Core to the events will be series of competitions where teams of lionfish hunters give it their all to stomp out the invasive predator. Prize categories will include largest, smallest, and most caught lionfish: the latter divided into 10 tiers. A new prize category, the $1000 cash Golden Fish Award, will be elligible for all registerd teams as a means to, according to Yarbrough, “level the playing field: enabling competitors both seasoned and novice and opportunity to win big. Another new division, the newcomers category, will match beginners with their equals.
Prior to participating, teams must meet with at a captain’s meeting, which will help them understand the plight of the lionfish invasion and impart valuable skills and knowledge on safety procedures and hunting techniques.
While most of the lionfish derby action will take place beneath the surface, the series will include a plethora of activities geared for the whole family. During the tournies, each location will offer varied events – likened to a street fair or block party – for attendees of all interests and ages; raffles, yard games, and educational lionfish dissections are just a few.

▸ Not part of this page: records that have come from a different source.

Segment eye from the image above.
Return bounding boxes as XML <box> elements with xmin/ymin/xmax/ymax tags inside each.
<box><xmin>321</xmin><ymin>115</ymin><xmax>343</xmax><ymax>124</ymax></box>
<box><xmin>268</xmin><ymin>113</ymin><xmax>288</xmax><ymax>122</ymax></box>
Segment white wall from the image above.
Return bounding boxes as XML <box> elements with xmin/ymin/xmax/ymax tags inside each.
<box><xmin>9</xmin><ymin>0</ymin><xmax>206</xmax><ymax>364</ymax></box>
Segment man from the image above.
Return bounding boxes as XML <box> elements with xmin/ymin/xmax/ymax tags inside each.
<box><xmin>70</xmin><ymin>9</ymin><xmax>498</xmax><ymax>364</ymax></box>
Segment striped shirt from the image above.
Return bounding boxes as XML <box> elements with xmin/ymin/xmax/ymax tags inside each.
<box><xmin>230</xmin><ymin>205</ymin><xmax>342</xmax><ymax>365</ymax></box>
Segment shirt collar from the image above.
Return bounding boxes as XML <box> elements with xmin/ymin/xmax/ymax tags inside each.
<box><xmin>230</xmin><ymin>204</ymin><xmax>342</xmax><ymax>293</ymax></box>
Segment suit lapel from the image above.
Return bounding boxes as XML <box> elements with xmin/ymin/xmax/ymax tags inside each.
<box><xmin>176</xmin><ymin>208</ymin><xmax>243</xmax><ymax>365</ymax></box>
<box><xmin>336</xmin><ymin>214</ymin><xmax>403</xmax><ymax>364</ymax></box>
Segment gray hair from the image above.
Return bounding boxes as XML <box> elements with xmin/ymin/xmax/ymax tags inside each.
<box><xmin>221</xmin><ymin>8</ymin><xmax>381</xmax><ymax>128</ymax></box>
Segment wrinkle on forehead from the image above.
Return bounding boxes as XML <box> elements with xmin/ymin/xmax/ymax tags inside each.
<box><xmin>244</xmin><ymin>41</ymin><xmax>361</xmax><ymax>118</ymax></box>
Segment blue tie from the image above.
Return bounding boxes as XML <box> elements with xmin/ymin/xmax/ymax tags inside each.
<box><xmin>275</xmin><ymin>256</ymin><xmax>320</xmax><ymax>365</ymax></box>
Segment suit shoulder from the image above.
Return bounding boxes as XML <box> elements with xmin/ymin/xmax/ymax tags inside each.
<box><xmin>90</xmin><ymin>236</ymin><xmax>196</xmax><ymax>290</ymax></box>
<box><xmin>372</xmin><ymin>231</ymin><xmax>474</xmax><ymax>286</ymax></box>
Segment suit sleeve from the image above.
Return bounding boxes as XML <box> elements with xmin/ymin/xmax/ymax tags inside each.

Key to these festivities will be lionfish cooking competitions and tastings with competitors’ catch scaled and served for attendees.
“This year we are implementing more culinary competitions – last year we just had [two] – to further encourage people to eat lionfish and show them the many ways it can be cooked and integrated in their diets,” says Yarbrough.
Quick to feed and to breed, lionfish have many advantages against the southeastern United States, but with human intervention, this influx may recede. Since the derby series started in 2009, over 21,092 lionfish have been caught off Florida’s waters; countless guests and competitors have been educated on this voracious apex predator. And as the threat continues onward, REEF will follow in stride: keeping its mission to protect and enhance waterways the world over.